Suffer little children

Children, some as young as nine years old, clothed in war suits with distinctive red arm bands and brandishing plastic keys are a familiar sight in many Iranian cities. The red arm bands signify a willingness to die a martyr’s death. The plastic key is to open the gates of paradise. Attracted from the more poverty stricken areas of Iran, these children are indoctrinated to a high pitch of religious madness, given a few weeks’ military training and then moved up to the front line. Once they are in the thick of it, the children are used in suicide attacks, sent blindly and unarmed into the minefields to act as human mine-flails. They are sent on mindless mass attacks towards the Iraqi defence, to draw fire sp that the regular Iranian soldiers can pinpoint Iraqi firing positions. It has been estimated that well over 50,000 Iranian children have been slaughtered in this war since this war began. At a United Nations meeting an Iranian statement in their defence seemed based on the fact that the children are “volunteers” and that the Iranian leadership could not and would not deny children the right to be martyrs.

Child labour is supposed to have gone out with the last century. The sad reality is that the labour of millions of children throughout the world is still abused. This is the modern world of nine-year-old coal miners and eight-year-old prostitutes, of little girls who work twelve-hour shifts in factories and of small children abandoned to live by their wits on city streets. Employers all over the world see children as a source of cheap, obedient and profitable labour power.

Over 40,000 children under five die each day of hunger and disease. UNICEF estimate that between fifteen and seventeen million children under five die every year. This is before war, drought and other factors have taken their toll. In South Africa 90 per cent of people in the rural areas of Ciskei get their water from open sources shared with livestock.

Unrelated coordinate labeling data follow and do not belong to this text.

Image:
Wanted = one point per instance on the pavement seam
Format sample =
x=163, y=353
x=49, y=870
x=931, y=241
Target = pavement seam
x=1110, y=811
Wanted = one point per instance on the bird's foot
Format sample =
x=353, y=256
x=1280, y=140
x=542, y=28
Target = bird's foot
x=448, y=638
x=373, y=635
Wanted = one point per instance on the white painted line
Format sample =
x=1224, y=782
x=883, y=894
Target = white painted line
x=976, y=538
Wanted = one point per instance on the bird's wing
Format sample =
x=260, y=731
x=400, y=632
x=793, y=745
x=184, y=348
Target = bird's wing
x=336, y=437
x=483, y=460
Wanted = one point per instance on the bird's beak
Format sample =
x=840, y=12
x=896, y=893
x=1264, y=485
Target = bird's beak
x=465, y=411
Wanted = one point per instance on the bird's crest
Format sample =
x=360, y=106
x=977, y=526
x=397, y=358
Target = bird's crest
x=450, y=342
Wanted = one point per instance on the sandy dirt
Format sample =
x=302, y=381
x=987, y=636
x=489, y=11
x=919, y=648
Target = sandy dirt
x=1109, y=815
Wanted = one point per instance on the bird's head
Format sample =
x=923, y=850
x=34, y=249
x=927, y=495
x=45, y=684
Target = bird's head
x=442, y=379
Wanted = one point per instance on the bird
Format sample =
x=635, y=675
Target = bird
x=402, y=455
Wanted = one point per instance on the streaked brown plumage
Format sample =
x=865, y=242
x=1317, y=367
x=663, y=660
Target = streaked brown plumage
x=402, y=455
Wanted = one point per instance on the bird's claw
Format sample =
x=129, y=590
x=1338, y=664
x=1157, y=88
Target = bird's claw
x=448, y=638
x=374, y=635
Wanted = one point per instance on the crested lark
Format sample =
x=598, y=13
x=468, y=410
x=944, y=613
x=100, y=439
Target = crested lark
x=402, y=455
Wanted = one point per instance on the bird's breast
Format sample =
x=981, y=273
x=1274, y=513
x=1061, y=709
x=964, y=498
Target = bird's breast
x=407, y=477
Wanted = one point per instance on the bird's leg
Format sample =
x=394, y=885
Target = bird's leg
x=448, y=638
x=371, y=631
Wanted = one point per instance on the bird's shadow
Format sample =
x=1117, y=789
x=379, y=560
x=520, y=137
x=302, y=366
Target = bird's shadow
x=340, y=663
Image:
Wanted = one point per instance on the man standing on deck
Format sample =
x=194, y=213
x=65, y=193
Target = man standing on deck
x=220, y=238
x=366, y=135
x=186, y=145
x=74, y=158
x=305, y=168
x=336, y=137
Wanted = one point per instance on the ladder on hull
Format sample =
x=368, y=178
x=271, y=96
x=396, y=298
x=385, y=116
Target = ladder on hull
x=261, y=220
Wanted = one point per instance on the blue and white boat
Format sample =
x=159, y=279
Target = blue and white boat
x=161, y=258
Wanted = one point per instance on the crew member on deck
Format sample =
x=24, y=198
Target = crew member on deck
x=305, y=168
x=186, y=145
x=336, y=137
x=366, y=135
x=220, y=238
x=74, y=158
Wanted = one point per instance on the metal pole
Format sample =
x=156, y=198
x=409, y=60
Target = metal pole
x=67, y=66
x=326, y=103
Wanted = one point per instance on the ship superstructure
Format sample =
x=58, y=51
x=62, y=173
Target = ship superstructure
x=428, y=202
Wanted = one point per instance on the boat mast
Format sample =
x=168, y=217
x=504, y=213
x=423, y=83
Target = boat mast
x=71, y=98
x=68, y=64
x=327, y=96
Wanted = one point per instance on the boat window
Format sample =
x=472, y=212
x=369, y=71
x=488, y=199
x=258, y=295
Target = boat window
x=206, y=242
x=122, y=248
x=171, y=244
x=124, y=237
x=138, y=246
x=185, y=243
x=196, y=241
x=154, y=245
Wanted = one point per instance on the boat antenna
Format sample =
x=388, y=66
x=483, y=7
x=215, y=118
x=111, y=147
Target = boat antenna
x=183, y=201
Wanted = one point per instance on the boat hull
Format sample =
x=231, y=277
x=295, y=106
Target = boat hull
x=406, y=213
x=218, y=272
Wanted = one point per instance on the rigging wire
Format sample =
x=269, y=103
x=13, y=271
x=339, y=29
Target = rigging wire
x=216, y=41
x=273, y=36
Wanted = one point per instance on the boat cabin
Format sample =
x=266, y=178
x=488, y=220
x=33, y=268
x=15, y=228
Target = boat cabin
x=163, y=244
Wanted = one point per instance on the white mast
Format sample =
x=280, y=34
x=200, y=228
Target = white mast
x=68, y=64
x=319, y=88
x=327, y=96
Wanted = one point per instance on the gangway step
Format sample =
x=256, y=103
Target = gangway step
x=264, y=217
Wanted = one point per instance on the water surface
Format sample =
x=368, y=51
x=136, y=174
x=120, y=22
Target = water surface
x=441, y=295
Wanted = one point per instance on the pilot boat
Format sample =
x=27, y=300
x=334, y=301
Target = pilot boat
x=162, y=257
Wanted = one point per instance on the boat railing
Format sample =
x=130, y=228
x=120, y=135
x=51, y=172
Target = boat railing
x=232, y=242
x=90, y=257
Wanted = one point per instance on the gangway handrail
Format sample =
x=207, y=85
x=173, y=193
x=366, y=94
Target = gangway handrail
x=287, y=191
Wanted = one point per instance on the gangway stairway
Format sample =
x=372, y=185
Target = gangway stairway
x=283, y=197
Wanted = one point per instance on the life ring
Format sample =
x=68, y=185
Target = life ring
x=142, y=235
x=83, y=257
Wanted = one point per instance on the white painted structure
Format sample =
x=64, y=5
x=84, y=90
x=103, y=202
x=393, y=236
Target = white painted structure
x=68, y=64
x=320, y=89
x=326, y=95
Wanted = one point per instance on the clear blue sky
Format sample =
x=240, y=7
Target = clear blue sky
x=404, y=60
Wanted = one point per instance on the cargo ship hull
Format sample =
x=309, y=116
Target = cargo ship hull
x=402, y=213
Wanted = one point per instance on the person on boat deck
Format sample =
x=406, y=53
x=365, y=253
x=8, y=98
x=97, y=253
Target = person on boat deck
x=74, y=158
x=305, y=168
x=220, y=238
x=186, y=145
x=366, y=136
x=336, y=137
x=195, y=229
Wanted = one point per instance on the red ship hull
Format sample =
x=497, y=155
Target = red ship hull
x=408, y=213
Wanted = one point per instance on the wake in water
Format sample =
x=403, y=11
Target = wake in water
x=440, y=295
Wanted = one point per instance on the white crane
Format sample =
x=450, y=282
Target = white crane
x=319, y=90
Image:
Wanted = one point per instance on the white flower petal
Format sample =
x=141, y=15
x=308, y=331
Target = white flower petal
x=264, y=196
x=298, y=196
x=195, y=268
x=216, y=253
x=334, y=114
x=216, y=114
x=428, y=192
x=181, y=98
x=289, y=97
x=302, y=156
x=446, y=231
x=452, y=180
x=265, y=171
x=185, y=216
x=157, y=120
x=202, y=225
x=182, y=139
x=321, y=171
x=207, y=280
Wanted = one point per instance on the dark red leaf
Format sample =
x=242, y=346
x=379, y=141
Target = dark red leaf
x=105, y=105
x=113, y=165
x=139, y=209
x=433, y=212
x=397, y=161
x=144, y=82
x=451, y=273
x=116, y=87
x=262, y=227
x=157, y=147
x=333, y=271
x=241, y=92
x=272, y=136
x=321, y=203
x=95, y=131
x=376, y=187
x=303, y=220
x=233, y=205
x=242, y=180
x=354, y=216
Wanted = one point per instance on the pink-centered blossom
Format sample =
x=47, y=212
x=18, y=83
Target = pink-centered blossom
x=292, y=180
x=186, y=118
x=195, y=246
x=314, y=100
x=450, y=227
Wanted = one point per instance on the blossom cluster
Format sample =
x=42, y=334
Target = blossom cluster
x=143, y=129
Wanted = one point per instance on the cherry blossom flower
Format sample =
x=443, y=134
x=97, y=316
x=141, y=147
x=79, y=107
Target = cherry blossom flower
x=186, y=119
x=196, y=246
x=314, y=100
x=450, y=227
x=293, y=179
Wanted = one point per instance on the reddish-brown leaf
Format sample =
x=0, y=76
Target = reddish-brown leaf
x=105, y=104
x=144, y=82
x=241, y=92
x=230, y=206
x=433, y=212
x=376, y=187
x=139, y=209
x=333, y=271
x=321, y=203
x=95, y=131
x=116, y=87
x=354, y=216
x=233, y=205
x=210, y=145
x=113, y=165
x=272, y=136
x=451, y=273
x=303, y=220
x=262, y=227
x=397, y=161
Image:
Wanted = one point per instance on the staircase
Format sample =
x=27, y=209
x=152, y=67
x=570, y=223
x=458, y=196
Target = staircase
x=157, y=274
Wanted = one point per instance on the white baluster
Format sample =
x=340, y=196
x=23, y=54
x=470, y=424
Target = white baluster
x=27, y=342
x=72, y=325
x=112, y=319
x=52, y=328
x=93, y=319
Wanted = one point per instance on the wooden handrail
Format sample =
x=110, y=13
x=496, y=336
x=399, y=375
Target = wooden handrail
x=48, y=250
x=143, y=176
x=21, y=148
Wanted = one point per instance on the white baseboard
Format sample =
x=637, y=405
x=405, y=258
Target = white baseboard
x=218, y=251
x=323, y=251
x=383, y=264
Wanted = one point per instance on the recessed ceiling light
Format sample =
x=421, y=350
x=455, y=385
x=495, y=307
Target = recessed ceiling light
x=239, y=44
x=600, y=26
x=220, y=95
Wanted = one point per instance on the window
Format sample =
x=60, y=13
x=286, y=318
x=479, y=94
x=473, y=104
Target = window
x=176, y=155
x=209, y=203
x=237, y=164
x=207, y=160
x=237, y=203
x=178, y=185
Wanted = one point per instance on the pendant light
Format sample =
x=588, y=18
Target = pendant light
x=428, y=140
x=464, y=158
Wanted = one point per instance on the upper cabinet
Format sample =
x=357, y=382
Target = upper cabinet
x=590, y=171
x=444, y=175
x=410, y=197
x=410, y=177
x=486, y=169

In one village in the Venda Bantustan, ten out of thirty babies born died because of contaminated water and 62 per cent of schoolchildren from the Ciskei Bantustan do not meet the World Health Organisation’s nutritional standards, although “the money required to provide adequate food, water, health and housing for everyone in the world has been estimated at $17 billion a year . . . . About as much as the world spends on arms every two weeks” (Campaign Against the Arms Trade).

The future of children all over the world depends on us, the entire working class. Either they continue to suffer or we take steps to ensure a safer and more humane way of life for all of us.